Se você gostou da versão dele em Batman vs Superman, não se empolgue muito, ele está bem diferente na Liga. Continua sendo aquele Batman mais velho, um Batman que toma Dorflex no café da manhã, só que agora com amigos e fazendo várias piadinhas. O maior problema é o quanto ele é carregado com frases de efeito, sempre usadas pra encerrar as cenas, com diálogos como “Quantos vocês são? Não o suficiente” ou a piadinha sobre ser rico.

Não tenho problemas com mudanças de tom desde que façam bem pro personagem, mas nesse caso eu só consegui sentir falta do Batman antigo.

Superman

Apesar de não ser uma parte tão grande do filme, Superman foi uma surpresa muito positiva e certamente uma das melhores coisas da Liga da Justiça, além da melhor representação do personagem no cinema.

E sim, ele é muito forte, muito mesmo, não tem comparação. Nunca em um filme de grupo assim algum personagem estava tão visivelmente em vantagem como é o caso dele, e até esse sentimento de esperança que ele representa está presente no filme. Só é complicado mesmo nas cenas que foram regravadas e que tiveram que retirar o bigodinho do Henry Cavill na pós produção, e o resultado não ficou lá grande coisa não. Esse Superman com cara “emborrachada” não é exatamente o que a gente esperava.

Filho de pais separados

Liga da Justiça passou por uma mudança de diretores durante a produção, começando e se mantendo pela maior parte do tempo como um projeto do Zack Snyder, até o diretor se afastar no início desse ano por problemas pessoais, e o Joss Whedon assumindo e fazendo modificações no roteiro e regravando algumas cenas.
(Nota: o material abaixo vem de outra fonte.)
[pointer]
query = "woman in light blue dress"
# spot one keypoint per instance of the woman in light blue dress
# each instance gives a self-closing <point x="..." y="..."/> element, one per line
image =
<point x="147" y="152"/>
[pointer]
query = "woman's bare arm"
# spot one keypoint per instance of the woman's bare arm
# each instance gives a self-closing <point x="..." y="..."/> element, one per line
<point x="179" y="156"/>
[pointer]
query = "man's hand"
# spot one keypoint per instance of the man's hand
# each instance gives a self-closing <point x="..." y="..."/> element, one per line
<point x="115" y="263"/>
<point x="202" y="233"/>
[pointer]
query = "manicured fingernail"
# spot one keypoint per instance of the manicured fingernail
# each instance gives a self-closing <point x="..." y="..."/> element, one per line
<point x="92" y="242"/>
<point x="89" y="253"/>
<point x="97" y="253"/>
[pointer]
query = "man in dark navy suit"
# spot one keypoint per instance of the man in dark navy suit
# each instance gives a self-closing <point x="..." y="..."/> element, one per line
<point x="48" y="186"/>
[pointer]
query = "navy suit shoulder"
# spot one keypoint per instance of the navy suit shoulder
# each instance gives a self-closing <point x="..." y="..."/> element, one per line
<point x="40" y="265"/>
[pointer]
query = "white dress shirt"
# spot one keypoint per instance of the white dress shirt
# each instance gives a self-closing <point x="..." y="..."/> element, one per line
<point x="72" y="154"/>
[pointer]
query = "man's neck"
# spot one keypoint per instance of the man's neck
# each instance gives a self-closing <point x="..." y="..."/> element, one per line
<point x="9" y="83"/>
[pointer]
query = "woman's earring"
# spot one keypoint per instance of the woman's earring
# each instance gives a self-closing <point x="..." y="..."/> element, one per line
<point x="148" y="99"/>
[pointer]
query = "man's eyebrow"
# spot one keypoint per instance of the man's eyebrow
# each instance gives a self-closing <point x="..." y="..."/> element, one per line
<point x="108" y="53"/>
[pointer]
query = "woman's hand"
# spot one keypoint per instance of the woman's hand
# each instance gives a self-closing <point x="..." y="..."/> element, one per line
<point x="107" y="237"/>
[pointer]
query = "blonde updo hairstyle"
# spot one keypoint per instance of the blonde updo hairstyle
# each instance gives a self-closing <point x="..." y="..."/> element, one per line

Com dois diretores com estilos tão diferentes, você consegue perceber essa variação durante o filme. O resultado acabou sendo algo como se tivessem pego as partes mais leves de um filme do Snyder, mantido, e trocado as cenas mais pesadas por outras mais engraçadinhas, feitas depois. O resultado não é incoerente, mas um pouco apático. Não é exatamente um filme engraçado, nem um com muita personalidade, mas ainda é agradável. Só não vai muito além disso.

Cenas, as boas e a caixa

E se o roteiro não ajuda muito, não significa que não existe nada positivo além do grupo de heróis em si, Liga da Justiça conta com algumas boas cenas no meio disso tudo.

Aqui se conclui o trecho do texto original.